Thoughts on “Othello,” and Iago


Iron County's first temple
The new Cedar City Utah Temple by night, a reminder of a hope and of a better order of things    (LDS Media Library)


On Saturday afternoon, we attended a solid performance of Shakespeare’s Othello.  It’s a very great play that I never miss when I get a chance to see it, and I hate it.  I find watching it excruciating.  Iago is one of the most remarkable characters in all of literature — a consummate villain, a monster of remorseless and pitiless evil.  He is cunning and malignant, and I hate to watch him scheme and plot throughout the play, knowing that he will succeed and that innocent people will suffer and die because of his seething hatred.


I once thought that such persistent malevolence, such enduring personal hatred, was absurdly unrealistic.


I no longer think so, because I’ve observed it.  Not commonly, I’m happy to say.  But false friendship, betrayal, subtle treachery, and vicious spite do occur, as does implacable hatred.


There’s much to be learned from Othello, and from Iago.




Thirty years after first seeing Franco Zeffirelli’s 1986 film version of Verdi’s opera Otello, I still vividly remember the chilling scene in which Iago sings his very Darwinian creed:


I believe in a cruel God

who created me in his image

and who in fury I name.

From the very vileness of a germ

or an atom, vile was I born.

I am a wretch because I am a man,

and I feel within me the primeval slime.

Yes!

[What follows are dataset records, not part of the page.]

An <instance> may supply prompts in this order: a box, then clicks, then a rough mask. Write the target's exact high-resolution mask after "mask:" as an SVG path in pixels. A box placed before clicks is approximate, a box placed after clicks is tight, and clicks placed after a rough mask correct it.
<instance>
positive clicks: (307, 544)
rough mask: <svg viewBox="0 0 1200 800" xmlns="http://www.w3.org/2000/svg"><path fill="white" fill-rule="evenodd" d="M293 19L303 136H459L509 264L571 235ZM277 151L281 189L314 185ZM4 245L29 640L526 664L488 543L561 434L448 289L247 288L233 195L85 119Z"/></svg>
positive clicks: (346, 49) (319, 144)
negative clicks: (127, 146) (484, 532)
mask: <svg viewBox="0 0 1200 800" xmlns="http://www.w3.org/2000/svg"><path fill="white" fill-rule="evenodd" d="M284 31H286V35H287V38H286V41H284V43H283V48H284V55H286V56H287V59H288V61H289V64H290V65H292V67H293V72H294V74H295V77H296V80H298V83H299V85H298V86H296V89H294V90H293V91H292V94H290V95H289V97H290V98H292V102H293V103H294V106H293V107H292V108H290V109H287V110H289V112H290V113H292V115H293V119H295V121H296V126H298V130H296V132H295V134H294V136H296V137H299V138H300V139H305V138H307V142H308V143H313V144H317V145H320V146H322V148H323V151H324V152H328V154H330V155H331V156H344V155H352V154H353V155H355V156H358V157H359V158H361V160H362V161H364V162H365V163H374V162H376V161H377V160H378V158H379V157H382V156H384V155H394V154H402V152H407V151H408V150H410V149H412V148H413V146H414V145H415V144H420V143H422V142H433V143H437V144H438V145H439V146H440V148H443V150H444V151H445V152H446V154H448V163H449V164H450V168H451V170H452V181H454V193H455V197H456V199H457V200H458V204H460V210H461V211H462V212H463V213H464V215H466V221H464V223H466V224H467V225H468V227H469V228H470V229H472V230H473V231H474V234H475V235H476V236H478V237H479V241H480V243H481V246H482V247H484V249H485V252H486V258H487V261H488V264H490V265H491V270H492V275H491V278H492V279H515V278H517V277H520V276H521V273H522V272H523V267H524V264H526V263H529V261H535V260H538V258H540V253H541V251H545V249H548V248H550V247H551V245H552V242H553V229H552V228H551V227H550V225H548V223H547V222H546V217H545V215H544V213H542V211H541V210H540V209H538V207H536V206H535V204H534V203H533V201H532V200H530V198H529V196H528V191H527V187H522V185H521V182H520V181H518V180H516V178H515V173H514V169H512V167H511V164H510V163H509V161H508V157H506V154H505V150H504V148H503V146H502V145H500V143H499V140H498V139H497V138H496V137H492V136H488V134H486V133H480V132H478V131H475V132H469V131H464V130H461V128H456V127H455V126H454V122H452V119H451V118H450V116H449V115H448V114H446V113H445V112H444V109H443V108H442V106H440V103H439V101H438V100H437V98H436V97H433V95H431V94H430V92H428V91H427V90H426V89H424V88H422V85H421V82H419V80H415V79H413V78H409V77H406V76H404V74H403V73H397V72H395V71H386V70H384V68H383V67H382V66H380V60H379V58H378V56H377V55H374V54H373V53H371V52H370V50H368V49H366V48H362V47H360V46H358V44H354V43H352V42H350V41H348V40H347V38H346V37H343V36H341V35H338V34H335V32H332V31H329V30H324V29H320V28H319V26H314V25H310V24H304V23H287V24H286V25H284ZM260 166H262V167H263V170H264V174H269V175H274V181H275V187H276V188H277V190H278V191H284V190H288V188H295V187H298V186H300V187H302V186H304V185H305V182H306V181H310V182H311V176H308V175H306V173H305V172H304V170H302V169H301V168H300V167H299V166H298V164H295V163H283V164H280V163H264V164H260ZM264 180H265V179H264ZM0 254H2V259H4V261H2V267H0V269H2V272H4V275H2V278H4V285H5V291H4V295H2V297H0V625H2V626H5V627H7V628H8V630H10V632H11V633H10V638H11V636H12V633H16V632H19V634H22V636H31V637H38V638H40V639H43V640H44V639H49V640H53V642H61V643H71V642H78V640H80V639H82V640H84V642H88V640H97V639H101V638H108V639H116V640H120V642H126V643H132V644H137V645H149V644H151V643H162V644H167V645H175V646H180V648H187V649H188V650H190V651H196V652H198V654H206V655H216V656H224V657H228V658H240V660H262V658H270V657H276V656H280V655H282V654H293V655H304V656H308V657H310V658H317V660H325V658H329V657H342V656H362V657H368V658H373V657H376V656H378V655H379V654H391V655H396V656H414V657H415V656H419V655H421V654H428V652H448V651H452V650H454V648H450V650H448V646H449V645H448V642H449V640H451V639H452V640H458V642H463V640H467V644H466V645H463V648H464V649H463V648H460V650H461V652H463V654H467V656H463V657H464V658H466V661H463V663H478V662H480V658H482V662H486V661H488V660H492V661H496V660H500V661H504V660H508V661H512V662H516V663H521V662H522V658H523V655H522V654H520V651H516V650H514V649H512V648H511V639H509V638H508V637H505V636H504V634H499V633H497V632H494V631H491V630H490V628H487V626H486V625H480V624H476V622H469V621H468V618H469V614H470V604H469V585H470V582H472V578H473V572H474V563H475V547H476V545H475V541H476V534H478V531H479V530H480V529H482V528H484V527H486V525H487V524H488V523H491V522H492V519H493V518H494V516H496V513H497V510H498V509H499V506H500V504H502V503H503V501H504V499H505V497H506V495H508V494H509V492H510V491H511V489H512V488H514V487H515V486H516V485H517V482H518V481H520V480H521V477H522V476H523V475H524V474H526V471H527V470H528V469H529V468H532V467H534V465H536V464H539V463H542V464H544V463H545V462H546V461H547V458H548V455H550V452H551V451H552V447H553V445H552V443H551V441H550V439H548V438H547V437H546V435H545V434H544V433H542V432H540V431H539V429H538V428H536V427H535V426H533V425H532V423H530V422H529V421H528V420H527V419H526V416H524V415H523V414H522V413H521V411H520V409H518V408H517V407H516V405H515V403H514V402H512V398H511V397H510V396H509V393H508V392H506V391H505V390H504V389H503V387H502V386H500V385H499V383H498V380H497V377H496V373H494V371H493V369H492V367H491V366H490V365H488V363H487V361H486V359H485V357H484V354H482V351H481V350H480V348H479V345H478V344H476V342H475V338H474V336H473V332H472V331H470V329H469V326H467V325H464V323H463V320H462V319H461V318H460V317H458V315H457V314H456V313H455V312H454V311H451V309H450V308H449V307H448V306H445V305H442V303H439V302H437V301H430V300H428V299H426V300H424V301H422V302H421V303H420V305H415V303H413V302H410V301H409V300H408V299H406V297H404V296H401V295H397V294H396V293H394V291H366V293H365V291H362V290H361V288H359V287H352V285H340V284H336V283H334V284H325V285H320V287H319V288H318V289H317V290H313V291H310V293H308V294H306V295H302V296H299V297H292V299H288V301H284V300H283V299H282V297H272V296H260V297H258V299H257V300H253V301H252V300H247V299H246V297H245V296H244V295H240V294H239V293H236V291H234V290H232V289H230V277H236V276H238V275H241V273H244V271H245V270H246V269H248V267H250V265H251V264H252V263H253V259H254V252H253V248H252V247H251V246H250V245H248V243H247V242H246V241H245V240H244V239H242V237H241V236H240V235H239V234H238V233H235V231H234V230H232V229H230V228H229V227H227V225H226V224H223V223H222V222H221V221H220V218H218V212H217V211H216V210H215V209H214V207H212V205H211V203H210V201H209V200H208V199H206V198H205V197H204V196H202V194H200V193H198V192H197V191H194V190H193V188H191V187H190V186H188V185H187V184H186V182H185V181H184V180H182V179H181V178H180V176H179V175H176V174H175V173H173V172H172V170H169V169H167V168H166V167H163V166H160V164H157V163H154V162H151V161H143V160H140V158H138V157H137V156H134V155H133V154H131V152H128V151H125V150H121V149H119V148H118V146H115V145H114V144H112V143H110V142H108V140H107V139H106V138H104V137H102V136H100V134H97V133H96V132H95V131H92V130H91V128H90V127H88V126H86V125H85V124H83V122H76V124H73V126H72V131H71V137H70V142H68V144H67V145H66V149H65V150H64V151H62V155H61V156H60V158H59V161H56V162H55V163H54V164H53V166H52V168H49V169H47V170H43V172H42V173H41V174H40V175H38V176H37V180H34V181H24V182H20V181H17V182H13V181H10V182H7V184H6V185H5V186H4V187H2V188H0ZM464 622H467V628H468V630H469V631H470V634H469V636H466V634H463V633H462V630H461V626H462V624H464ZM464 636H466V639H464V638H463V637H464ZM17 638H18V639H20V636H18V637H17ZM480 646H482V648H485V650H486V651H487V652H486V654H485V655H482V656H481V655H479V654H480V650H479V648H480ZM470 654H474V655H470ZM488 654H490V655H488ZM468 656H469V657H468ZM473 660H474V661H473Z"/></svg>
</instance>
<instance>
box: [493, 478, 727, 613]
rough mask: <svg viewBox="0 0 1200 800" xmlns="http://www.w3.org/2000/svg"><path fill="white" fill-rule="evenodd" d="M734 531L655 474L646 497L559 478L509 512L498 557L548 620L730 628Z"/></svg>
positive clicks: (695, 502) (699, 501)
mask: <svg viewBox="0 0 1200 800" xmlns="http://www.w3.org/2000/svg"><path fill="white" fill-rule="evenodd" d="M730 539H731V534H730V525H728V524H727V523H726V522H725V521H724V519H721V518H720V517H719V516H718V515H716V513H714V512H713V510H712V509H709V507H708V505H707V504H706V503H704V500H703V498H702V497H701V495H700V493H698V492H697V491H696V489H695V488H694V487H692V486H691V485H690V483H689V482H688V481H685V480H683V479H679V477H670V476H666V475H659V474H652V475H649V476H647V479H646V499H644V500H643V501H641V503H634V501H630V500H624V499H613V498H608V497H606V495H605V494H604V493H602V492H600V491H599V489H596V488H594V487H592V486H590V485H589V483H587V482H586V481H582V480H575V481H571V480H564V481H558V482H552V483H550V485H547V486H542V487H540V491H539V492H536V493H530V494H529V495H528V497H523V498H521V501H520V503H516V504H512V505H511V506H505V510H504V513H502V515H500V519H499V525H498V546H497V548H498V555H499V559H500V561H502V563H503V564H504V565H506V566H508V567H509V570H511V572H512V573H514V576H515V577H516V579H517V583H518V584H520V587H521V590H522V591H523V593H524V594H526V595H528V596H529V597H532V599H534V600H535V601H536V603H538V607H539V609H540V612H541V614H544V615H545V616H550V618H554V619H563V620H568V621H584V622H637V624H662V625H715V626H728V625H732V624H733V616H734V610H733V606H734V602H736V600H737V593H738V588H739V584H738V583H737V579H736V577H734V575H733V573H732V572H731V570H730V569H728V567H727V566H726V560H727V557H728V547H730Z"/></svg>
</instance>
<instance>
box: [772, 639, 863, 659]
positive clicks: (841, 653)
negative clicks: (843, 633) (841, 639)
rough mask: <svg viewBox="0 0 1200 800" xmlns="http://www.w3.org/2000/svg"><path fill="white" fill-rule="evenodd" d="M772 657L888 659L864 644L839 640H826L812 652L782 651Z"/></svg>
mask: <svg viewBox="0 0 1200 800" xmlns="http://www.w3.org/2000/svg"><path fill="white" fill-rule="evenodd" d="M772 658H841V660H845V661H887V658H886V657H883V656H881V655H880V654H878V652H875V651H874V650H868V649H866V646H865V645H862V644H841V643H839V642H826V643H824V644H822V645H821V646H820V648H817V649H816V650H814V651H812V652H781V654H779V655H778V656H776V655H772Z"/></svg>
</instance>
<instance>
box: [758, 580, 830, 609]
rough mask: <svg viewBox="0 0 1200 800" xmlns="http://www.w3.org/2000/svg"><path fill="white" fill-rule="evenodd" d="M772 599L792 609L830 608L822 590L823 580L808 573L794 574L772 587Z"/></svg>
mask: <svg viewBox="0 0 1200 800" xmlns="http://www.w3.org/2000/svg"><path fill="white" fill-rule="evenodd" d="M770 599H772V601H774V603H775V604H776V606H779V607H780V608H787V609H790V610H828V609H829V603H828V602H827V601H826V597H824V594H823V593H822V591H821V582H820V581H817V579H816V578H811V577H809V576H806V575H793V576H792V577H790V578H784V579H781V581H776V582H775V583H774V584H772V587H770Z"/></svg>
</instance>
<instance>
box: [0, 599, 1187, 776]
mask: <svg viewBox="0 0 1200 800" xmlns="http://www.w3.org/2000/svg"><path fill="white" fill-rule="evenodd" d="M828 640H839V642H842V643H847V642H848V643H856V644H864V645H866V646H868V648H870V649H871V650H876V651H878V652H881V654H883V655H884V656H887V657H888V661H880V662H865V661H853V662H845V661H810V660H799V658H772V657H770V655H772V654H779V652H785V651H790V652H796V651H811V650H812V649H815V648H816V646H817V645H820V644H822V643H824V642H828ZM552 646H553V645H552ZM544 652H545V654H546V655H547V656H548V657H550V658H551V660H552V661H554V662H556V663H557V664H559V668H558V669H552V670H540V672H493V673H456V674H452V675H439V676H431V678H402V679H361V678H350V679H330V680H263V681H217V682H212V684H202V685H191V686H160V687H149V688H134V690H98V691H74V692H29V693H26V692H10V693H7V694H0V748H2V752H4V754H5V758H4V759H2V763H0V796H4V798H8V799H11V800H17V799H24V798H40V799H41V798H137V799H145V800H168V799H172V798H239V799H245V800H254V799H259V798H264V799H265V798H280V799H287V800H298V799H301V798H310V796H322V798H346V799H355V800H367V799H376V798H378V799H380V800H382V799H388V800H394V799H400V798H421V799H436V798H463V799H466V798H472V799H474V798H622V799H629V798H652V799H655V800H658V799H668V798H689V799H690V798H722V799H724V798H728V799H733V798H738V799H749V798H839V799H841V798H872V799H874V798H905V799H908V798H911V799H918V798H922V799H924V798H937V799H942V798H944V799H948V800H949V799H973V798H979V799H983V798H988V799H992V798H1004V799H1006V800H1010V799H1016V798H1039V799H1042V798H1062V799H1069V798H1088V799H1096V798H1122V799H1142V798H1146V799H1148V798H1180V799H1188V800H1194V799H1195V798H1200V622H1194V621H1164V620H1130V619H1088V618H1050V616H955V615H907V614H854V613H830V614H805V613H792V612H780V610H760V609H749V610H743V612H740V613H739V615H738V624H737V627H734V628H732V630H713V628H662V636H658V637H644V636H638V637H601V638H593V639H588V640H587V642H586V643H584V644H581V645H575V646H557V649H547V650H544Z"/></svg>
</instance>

This is my creed!

I believe with a heart as steadfast

as that of the widow in church,

that the evil I think

and that which I perform

I think and do by destiny’s decree.

I believe the just man to be a mocking actor

in face and heart;

that all his being is a lie,

tear, kiss, glance,

sacrifice and honour.

And I believe man the sport of evil fate

from the germ of the cradle

to the worm of the grave.

After all this mockery then comes Death.

And then? . . .  And then?

Death is nothingness,

heaven an old wives’ tale.




The full name of Shakespeare’s play is The Tragedy of Othello, the Moor of Venice.  So, Othello is a Moor.  But what does that word mean?


It’s the fashion, and has been for quite some time, to play Othello as black.  And the text of the play certainly describes him (and some characters in the play deride him) as dark.  But is he really “black” in the modern American sense of the term?


Possibly.  But possibly not.


The English term Moor derives from the Greek word μαυρο (mauro or, in modern Greek, mavro) which literally means “black, blackened or charred.”  But it doesn’t define a distinct people.  It has no clear ethnic meaning.  Medieval and early modern Europeans applied the word to Arabs, North African Berbers, and even Muslim Europeans, and sometimes to Muslims generally.


So there was some irony, to me anyway, in the casting for Othello this afternoon.


The eponymous character himself was played, and played well, by Wayne T. Carr.  Meanwhile, the role of Montano, governor of Cyprus — who referred several times to Othello as “the Moor” — was assumed by Jamil Zraikat, whose name is plainly an Arab one and, from its form, very likely from the Maghrib (Morocco or, in earlier eras, perhaps Tunisia or Algeria), the homeland of the actual Moors.  In The Merchant of Venice, the night before, he had actually played the Prince of Morocco.